December 10, 2020

In April of 2018, my husband and I received the news we’d been so anxiously anticipating – we were going to be parents.  However, just a few weeks later, we learned that the pregnancy had not progressed as we’d hoped.  The next couple of months were some of the darkest of our lives as we dealt with the reality that we would not be bringing a baby home the following January.

While there were many moments when I was overcome by the emotions of grief, there were just as many when I was overcome with something else – the hope of Christ.  I remember one Sunday morning as I led worship in LifeLight, we sang Lauren Daigle’s Trust in You.

When You don’t move the mountains. I’m needing You to move. When You don’t part the waters. I wish I could walk through. When You don’t give the answers. As I cry out to You. I will trust, I will trust. I will trust in You.

As I looked out into the congregation, I realized that only a couple of the people looking back at me knew what I was facing at that time, though they all seemed to need the message of this song just as much as I did.  I knew that many of them also faced quiet struggles that I would never know the full extent of.  But here we were, all of us together, boldly affirming what we knew to be true – that we can always trust God to be our Light in the darkness.
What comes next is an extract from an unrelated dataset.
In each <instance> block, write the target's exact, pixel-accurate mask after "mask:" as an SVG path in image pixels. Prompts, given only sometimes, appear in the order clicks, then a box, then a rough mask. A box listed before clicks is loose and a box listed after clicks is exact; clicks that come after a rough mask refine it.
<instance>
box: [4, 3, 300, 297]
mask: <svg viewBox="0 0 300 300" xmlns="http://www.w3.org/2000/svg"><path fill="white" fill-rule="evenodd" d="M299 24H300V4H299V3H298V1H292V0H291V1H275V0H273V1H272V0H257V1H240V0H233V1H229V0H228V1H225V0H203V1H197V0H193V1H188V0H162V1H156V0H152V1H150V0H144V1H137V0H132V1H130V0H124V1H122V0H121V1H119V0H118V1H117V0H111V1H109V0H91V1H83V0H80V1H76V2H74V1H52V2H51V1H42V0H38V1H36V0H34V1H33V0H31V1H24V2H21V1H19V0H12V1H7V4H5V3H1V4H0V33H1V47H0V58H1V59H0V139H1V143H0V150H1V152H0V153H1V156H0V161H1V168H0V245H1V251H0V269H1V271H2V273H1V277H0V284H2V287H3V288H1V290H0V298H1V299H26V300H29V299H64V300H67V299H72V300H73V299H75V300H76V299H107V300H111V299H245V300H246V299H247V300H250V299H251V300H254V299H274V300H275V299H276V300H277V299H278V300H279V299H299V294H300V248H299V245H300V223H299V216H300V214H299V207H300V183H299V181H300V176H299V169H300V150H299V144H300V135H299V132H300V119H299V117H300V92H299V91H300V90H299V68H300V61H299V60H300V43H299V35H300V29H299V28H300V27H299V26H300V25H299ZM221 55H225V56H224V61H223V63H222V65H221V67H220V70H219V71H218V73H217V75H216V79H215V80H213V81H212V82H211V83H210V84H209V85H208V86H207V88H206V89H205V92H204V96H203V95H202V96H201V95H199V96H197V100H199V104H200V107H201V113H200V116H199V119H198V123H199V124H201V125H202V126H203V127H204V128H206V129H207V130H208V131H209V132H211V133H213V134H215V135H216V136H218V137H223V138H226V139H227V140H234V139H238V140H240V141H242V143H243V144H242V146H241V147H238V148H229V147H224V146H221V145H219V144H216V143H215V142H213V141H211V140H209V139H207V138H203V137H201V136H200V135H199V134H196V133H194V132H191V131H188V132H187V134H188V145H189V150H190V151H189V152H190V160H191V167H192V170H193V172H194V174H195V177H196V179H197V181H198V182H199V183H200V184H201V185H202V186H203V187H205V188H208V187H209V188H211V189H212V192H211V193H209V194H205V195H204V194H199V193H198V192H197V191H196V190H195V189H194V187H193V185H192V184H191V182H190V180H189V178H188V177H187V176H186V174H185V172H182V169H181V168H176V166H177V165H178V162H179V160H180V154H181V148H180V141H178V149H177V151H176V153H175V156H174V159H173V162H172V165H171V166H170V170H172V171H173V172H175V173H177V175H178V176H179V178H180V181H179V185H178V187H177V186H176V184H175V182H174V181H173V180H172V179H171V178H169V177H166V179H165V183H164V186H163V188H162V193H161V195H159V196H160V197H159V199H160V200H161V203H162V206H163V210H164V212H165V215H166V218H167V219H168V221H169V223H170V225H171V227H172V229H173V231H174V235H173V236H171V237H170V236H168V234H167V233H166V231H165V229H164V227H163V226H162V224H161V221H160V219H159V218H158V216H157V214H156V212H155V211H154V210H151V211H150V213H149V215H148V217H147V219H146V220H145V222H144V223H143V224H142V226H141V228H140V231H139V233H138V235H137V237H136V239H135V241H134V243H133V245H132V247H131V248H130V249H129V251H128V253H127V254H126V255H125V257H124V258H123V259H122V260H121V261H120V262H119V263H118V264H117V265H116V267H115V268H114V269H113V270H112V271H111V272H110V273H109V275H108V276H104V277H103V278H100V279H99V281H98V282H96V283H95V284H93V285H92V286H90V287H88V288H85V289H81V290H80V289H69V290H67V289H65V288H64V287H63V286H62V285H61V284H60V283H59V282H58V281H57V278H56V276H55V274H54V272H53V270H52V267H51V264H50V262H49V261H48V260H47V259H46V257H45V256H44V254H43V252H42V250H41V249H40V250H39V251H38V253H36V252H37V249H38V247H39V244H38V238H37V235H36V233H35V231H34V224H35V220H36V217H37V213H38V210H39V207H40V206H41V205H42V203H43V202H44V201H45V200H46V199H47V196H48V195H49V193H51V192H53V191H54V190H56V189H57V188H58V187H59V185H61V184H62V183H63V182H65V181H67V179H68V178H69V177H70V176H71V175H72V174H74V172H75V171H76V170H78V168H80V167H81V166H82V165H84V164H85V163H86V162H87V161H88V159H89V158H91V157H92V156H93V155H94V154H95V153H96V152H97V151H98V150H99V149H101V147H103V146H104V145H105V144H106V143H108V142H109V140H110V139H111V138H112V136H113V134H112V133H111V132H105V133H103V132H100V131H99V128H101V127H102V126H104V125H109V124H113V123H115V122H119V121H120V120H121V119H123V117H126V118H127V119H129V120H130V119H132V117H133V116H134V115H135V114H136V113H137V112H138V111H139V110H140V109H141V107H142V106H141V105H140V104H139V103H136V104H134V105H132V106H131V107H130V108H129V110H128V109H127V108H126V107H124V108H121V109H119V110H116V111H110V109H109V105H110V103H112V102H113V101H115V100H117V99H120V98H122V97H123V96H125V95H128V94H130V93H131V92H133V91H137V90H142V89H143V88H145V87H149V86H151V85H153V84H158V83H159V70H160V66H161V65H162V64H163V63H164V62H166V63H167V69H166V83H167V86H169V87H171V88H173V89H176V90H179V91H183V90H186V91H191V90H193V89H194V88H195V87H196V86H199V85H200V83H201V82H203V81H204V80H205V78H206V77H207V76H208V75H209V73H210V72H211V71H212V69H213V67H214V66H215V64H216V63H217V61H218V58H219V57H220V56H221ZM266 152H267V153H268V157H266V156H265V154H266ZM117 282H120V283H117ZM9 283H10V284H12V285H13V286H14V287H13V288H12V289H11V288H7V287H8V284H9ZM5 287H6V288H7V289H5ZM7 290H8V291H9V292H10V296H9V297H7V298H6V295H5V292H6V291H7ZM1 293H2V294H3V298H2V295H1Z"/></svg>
This Advent season will be different than any of the ones that have come before it. However, all that we know to be true about this season is still the same.  Jesus came into the world to be our Light.  When the world around us seems dark, when we don’t have the answers we’re looking for, when there seems to be no way out from our pain, the hope of Christ is there.  He sees us in our times of struggle and doubt, and as we know from Psalm 34, He is near to the brokenhearted.  My prayer for all of us this Christmas is that we might have the gift of more fully knowing this truth each day.